Tuesday, July 5, 2011

The return of vinyl (23 June 2008)

This was a predictable development: People (music snobs, mainly, I'm guessing) are starting to buy vinyl albums again, despite the ubiquity of low- to no-cost MP3s. Some of these folks may have the kind of hi-fi setups necessary to take advantage of the higher audio fidelity of vinyl, but I think a fixation on sound quality is secondary. The appeal is likely in the thrill of physical ownership, of having a cultural object that gets personalized, acquires a patina, through one's personal pattern of usage. It becomes something that can't be duplicated, and digitization has made all such unduplicatables rarer and therefore more valuable to us.

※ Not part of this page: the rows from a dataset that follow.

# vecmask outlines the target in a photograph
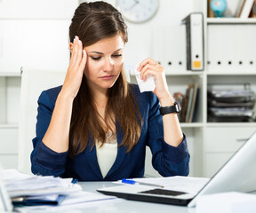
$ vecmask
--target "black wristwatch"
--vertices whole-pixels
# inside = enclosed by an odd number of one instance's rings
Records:
[[[165,114],[172,114],[172,113],[180,113],[179,105],[174,102],[173,106],[160,107],[160,114],[164,115]]]

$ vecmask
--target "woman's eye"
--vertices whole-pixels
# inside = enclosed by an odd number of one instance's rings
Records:
[[[120,56],[122,56],[122,54],[113,55],[112,57],[114,57],[114,58],[118,58],[118,57],[120,57]]]
[[[100,60],[101,59],[101,57],[92,57],[92,59],[94,60]]]

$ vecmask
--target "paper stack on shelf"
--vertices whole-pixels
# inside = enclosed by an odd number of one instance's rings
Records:
[[[255,98],[250,84],[208,85],[208,122],[249,122]]]
[[[2,171],[2,179],[12,199],[15,210],[34,212],[52,211],[63,208],[76,207],[93,201],[116,199],[90,192],[83,192],[81,185],[73,178],[52,176],[23,174],[16,170]]]

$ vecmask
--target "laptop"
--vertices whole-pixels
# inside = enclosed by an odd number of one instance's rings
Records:
[[[0,165],[1,167],[1,165]],[[7,191],[4,187],[4,185],[2,181],[1,170],[0,168],[0,212],[12,212],[12,204],[11,201],[11,198],[9,197]]]
[[[198,192],[180,192],[161,187],[132,187],[128,185],[104,187],[97,191],[132,201],[159,202],[195,207],[197,199],[204,194],[222,192],[251,193],[256,191],[256,132],[233,154],[222,168]],[[191,178],[188,177],[188,178]],[[143,178],[140,178],[143,181]],[[175,181],[175,180],[174,180]],[[161,183],[160,183],[161,184]],[[172,183],[175,185],[175,182]],[[193,181],[189,181],[193,185]],[[188,188],[189,185],[187,185]],[[149,186],[148,186],[149,187]],[[145,190],[146,189],[146,190]]]

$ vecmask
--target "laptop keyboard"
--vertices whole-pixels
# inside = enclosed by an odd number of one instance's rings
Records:
[[[160,195],[171,195],[171,196],[178,196],[180,194],[185,194],[187,193],[179,192],[179,191],[172,191],[166,189],[151,189],[140,192],[141,193],[151,193],[151,194],[160,194]]]

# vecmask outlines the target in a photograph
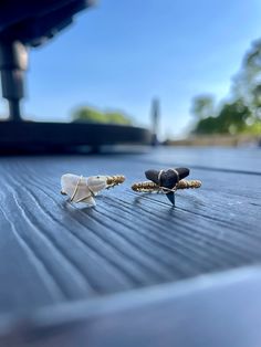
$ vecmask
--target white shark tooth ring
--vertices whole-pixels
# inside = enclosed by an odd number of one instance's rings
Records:
[[[85,202],[95,206],[94,197],[103,189],[109,189],[125,181],[124,176],[83,177],[65,174],[61,177],[61,193],[70,197],[72,202]]]

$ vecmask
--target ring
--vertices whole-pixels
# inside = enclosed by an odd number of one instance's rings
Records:
[[[61,193],[69,196],[72,202],[85,202],[95,206],[95,196],[103,189],[109,189],[125,181],[125,177],[116,176],[77,176],[65,174],[61,177]]]
[[[150,181],[137,182],[132,189],[137,192],[161,192],[175,204],[175,192],[178,189],[196,189],[201,187],[200,180],[184,179],[189,175],[188,168],[176,168],[167,170],[147,170],[145,176]]]

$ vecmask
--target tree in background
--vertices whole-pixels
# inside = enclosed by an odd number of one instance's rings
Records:
[[[74,122],[132,125],[132,119],[123,113],[104,113],[87,106],[77,108],[72,118]]]
[[[253,42],[233,78],[230,102],[217,111],[210,96],[192,99],[194,134],[261,134],[261,40]]]
[[[215,115],[215,103],[212,95],[200,95],[192,99],[191,113],[197,120],[212,117]]]

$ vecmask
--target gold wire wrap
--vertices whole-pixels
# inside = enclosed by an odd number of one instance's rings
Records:
[[[176,191],[177,189],[196,189],[201,187],[201,181],[199,180],[186,180],[181,179],[173,189],[168,189],[165,187],[160,187],[154,182],[137,182],[132,186],[134,191],[139,192],[164,192],[167,193],[169,191]]]

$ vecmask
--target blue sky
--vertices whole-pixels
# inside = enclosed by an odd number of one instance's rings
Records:
[[[149,125],[158,96],[161,134],[182,136],[191,98],[228,95],[244,52],[260,36],[259,0],[100,0],[31,51],[23,112],[62,122],[76,106],[93,105]]]

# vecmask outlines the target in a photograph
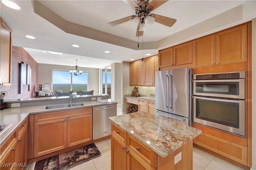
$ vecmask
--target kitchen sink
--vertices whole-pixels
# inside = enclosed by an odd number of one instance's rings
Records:
[[[53,109],[63,108],[70,107],[72,106],[70,104],[61,104],[56,105],[50,105],[45,107],[46,109]]]
[[[83,103],[74,103],[72,104],[72,106],[80,106],[84,105]]]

There is also a totemistic appeal to albums. I can remember sitting in people's dorm rooms listening to records, staring at the covers, held in thrall by the object itself. And the ritual of picking a record to play from a shelf of by flipping through records in a box simply conjures an entirely different feeling than selecting it from what's essentially a spreadsheet. The article notes "Whether it's inspecting a needle for dust or flipping the record over at the end of a side, LPs demand attention. And for a small but growing group, those demands aren't a nuisance." These may be the sort of voluntary limits we impose on our cultural consumption to make it more managable, to keep the avalanche of digital culture from burying us.